Encore une guerre « juste » ?

Combattre les djihadistes au Mali apparaît très généralement aux Européens une noble cause, comme le serait la lutte contre des tyrans disséminés de par le monde (Irak, Libye, Syrie, Mali…). Il faut arrêter l’offensive islamiste et détrôner les pouvoirs dictatoriaux.
Les innocents voient ainsi nos attaques armées contre des pays tiers ne nous ayant objectivement pas agressés telles que les médias nous les présentent, c’est-à-dire comme des « interventions humanitaires » destinées à sauver des civils en péril un peu partout.
Un des principes de la propagande de guerre est là clairement à l’œuvre. Pour emporter l’adhésion de l’opinion publique envers une guerre il ne faut surtout jamais lui parler de ressources économiques en jeu (les minerais du Niger proche du Mali) ou d’agendas géostratégiques (faire passer l’Irak, la Libye, la Syrie dans le camp occidental, ce qui irrite évidemment Russes et Chinois). Au contraire, il ne faut que de motifs nobles et moraux aux yeux européens comme la lutte contre les intégristes djihadistes.
Mais cette soi-disant lutte contre l’intégrisme est entachée de mensonge quand on a le mémoire un peu plus longue que celle des poissons rouges (trois secondes paraît-il !).

En Afghanistan ce sont bien les Occidentaux qui ont armé les fameux talibans. Et Irak Saddam Hussein était le « laïque » renversé par les Occidentaux au profit des pires religieux. Le scénario s’est reproduit en Libye (la charia y est la base du nouveau régime) et je n’ai entendu aucune menace d’intervention contre les pires régimes salaafistes : l’Arabie saoudite, le Qatar ou le Bahrein dont les indéfendables dynasties sont soutenues par notre diplomatie malgré la répression sanglante qu’elles exercent contre leurs oppositions.
En Syrie les Européens (car les États-Unis n’ont pas envie de s’embourber dans un nouvel Afghanistan) soutiennent les djihadistes comme les « Faucons du Sham »¹ qui avancent à coups de destructions et de voitures piégées pour instaurer un État islamique.
La population syrienne souffre énormément mais les médias nous tiennent un discours moraliste éludant les atrocités commises par les « insurgés » dûment armés par les puissances voisines qui rêvent de disséquer ou annexer le pays et de l’islamiser. Notre ministre des Affaires Étrangères Didier Reynders s’est déclaré partisan d’une « intervention ».

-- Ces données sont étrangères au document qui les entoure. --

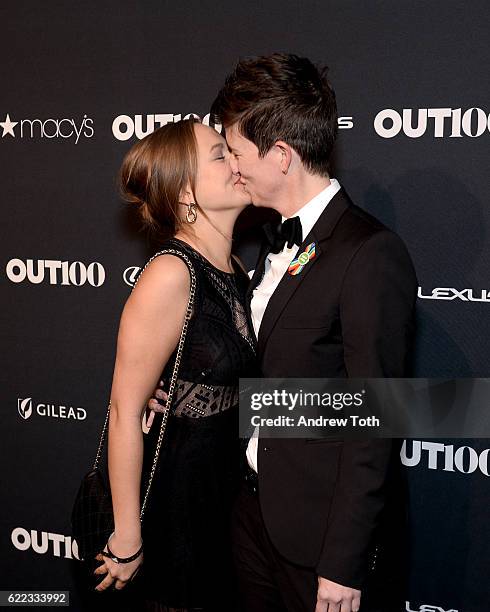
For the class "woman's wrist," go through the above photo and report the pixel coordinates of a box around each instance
[102,532,143,563]
[107,531,143,558]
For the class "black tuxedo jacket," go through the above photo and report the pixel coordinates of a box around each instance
[248,189,417,588]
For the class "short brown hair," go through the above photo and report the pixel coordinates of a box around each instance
[119,118,198,238]
[211,53,338,176]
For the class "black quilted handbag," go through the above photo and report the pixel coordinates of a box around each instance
[71,249,196,561]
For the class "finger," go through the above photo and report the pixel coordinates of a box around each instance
[148,398,162,412]
[146,410,155,428]
[94,563,109,574]
[95,574,114,591]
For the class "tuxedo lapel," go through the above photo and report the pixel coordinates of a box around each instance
[245,240,270,334]
[256,189,350,355]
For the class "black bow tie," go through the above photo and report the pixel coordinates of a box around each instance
[264,217,303,253]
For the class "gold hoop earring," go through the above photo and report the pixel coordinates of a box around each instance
[185,202,197,223]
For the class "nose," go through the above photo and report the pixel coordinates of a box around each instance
[230,155,240,175]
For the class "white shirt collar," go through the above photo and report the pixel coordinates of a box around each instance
[281,178,340,240]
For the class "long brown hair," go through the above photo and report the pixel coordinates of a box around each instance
[118,118,197,238]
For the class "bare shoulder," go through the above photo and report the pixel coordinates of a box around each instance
[127,253,190,302]
[231,253,248,276]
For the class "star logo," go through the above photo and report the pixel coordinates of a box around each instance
[0,113,19,138]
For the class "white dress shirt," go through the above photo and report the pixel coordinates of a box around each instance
[247,178,340,472]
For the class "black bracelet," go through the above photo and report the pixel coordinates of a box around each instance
[101,533,143,563]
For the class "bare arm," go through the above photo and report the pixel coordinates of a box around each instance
[108,255,190,556]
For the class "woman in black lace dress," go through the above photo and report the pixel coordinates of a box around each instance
[96,121,257,612]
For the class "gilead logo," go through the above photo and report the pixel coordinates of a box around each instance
[374,108,490,138]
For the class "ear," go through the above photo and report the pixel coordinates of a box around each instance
[274,140,293,174]
[179,185,196,204]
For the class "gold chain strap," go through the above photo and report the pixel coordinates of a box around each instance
[92,249,196,521]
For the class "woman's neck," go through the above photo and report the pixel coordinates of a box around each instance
[175,213,234,272]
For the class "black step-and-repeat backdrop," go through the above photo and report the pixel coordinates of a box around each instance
[0,0,490,612]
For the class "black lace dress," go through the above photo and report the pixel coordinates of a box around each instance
[137,238,257,612]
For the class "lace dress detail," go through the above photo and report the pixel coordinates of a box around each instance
[136,238,258,612]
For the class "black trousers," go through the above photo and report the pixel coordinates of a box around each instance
[232,483,318,612]
[232,482,407,612]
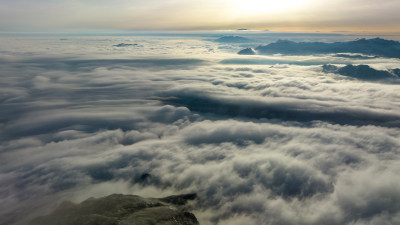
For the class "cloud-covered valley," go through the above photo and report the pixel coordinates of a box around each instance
[0,34,400,225]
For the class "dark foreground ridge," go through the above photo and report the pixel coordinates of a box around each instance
[29,194,199,225]
[241,38,400,58]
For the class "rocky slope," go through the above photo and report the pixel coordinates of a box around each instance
[30,194,199,225]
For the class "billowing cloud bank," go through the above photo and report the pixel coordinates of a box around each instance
[239,38,400,58]
[0,37,400,225]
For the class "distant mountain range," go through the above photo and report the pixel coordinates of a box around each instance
[322,64,400,81]
[238,38,400,58]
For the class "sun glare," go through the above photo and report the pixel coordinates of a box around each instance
[231,0,309,15]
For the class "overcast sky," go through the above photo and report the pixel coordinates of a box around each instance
[0,0,400,33]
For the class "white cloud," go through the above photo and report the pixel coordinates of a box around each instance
[0,37,400,225]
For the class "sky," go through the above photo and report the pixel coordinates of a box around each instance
[0,34,400,225]
[0,0,400,33]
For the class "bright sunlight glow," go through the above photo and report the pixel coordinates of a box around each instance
[230,0,310,15]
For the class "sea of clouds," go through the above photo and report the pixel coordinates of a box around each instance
[0,33,400,225]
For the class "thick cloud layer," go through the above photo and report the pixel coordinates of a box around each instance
[0,34,400,225]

Lorsque dans les années 1970-80 d’horribles dictatures ensanglantaient l’Uruguay, le Chili et l’Argentine je ne me souviens pas que nos ministres lançaient des appels pour les renverser.
Aujourd’hui ces « interventions » européennes se font sans réelle opposition ni parlementaire, ni populaire, ni en Belgique ni dans le reste de l’Europe.

Malaparte, dans un livre de souvenirs de la Première Guerre mondiale récemment paru en français², assure qu’en 1915 à Prato, les soldats italiens en partance pour le front autrichien furent insultés, couverts de moqueries et de crachats ; on jeta des pierres contre les trains chargés de soldats : Lâches, lâches ! Pourquoi allez-vous combattre ? Pourquoi allez-vous tuer ?

1. Parmi ces djihadistes il semble qu’Abdel Rahman Ayachi, originaire de… Molenbeek, joue un rôle important.
2. Viva Caporetto !, Les Belles Lettres, Paris, 2012, p. 50. Voir le compte rendu sur le site de F.P.P.